Vincent Dujardin revient sur le refus de Baudouin de signer la loi sur l’avortement en avril 1990, moment clé et symbolique de son règne. « Selon les carnets, cela fait près de vingt ans que le roi s’interroge et s’inquiète d’une évolution de la loi et de la société sur le sujet. Dès 1982, il déclara qu’il pourrait ne pas signer une telle loi, évoquant même une possible grève de la faim. Bien qu’il réfléchisse en matière de ‘respect de la vie de ceux qui sont les plus faibles’, il comprend les conséquences qu’un tel refus pourrait avoir. Ses hésitations et les conseils qu’il demande auprès des personnes qu’il respecte, y compris son cabinet et des figures religieuses comme le pape Jean-Paul II, sont notables. Finalement, il prend une décision seule : il ne signera pas, invoquant un conflit de conscience. Le 26 mars 1990, Baudouin note : ‘Jésus, tu sais que c’est pour toi seul que je m’embarque dans cette folie. Tout peut se terminer par un désastre. Donne-nous du courage et beaucoup d’amour à Fabiola et à moi’. »

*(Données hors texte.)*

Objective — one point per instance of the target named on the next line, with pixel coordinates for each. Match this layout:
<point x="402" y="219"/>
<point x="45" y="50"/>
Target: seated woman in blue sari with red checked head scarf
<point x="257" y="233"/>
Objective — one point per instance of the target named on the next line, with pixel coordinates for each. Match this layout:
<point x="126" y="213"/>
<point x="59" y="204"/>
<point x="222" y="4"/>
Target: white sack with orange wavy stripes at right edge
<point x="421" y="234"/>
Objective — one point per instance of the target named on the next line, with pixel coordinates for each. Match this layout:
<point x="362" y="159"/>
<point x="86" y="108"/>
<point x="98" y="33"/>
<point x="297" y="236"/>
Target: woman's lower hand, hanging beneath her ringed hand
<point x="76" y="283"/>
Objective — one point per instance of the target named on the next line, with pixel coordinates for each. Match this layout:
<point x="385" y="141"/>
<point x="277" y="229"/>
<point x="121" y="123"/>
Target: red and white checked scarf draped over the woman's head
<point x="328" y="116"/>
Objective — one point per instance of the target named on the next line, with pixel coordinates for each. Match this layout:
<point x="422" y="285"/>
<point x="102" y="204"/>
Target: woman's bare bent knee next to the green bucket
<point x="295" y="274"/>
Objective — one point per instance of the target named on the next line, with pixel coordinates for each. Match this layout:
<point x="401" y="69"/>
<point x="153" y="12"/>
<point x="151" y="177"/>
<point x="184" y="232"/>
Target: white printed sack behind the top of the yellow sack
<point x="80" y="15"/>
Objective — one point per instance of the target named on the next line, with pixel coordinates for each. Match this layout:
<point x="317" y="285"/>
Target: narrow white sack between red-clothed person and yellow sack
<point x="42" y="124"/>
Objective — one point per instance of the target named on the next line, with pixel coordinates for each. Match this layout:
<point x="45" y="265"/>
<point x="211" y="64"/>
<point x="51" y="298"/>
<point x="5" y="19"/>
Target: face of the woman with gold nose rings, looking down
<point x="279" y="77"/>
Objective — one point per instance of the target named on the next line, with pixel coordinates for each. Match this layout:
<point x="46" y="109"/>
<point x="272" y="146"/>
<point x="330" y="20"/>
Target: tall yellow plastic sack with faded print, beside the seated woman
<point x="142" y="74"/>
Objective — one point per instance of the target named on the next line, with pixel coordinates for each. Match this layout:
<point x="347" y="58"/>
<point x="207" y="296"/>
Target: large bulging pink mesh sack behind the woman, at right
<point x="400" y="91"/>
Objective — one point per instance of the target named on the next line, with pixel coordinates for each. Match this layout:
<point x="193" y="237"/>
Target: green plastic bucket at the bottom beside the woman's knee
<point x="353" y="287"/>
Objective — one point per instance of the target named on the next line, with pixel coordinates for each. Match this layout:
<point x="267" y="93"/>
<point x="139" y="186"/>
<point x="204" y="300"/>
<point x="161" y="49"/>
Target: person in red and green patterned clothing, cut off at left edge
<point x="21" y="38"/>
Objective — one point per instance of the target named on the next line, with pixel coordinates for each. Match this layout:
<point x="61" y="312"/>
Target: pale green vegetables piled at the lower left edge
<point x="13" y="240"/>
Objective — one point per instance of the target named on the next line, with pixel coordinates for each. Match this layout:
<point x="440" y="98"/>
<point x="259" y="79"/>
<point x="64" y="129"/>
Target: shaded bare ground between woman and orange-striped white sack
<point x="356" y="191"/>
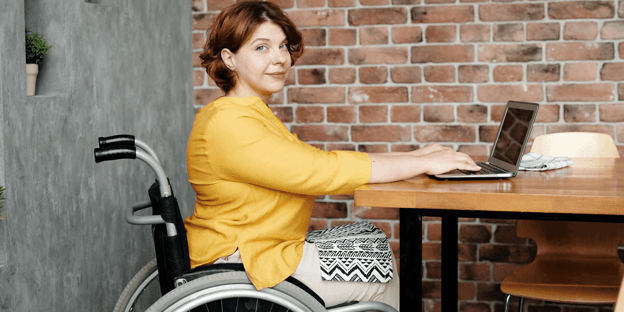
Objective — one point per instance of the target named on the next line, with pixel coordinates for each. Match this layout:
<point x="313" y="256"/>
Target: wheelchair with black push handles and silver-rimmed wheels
<point x="168" y="284"/>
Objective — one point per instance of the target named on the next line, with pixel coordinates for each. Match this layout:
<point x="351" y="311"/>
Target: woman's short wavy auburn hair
<point x="233" y="27"/>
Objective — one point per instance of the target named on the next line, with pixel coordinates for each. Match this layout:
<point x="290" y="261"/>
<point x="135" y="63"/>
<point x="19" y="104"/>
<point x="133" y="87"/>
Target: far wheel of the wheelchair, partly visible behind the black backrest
<point x="142" y="290"/>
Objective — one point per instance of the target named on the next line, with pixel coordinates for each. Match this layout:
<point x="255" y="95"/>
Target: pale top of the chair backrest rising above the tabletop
<point x="576" y="144"/>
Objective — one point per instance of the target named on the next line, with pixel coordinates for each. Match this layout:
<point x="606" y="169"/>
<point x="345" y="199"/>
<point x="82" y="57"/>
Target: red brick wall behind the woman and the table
<point x="394" y="75"/>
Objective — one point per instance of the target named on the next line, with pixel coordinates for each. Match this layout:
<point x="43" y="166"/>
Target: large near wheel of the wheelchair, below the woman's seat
<point x="233" y="292"/>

Le Palais envisageait une modification urgente de la Constitution pour retirer au roi la sanction des lois, une idée finalement écartée. Ils optèrent pour une solution imaginée par des juristes : déclarer le roi en « impossibilité de régner » durant l’adoption de la loi. « Mais le roi Baudouin se tenait prêt à abdique ou même à s’exiler pour ne pas renoncer à ses convictions. Lors de leur dernier séjour à Ciergnon, la reine avait même dit à deux nièces qu’il fallait rassembler toutes les affaires au cas où ils ne reviendraient plus jamais. Il avait prévenu son frère Albert, à qui il céderait le trône, et le prince Philippe. Ses carnets révèlent un immense soulagement lorsque les événements se passent mieux qu’il ne l’avait craint. »
Homme de caractère
Enfin, le livre dépeint un roi de caractère, « parfois volcanique, bouillonnant en lui-même, faisant de grands efforts pour se contenir, quittant la pièce avant d’exploser ; un homme ferme dans l’affirmation de ses convictions profondes, mais également ouvert au dialogue avec ceux qui pensaient différemment, y compris les opposants à la monarchie. »
On peut citer des échanges profonds avec des personnalités comme le président français François Mitterrand, les présidents américains Jimmy Carter et George Bush, le chorégraphe Maurice Béjart, l’écrivain Julien Green, ainsi qu’une forte amitié avec un ministre saoudien du Pétrole. Les témoignages d’infirmières de la clinique St Jean, où le roi venait visiter les malades incognito, ajoutent une touche humaine à son profil.
Roi du sourire et de rires éclatants en privé, plein d’humour, il n’hésitait pas à se déguiser en Charlie Chaplin pour ses neveux durant ses vacances. Autant d’éléments pour saisir l’homme derrière le roi.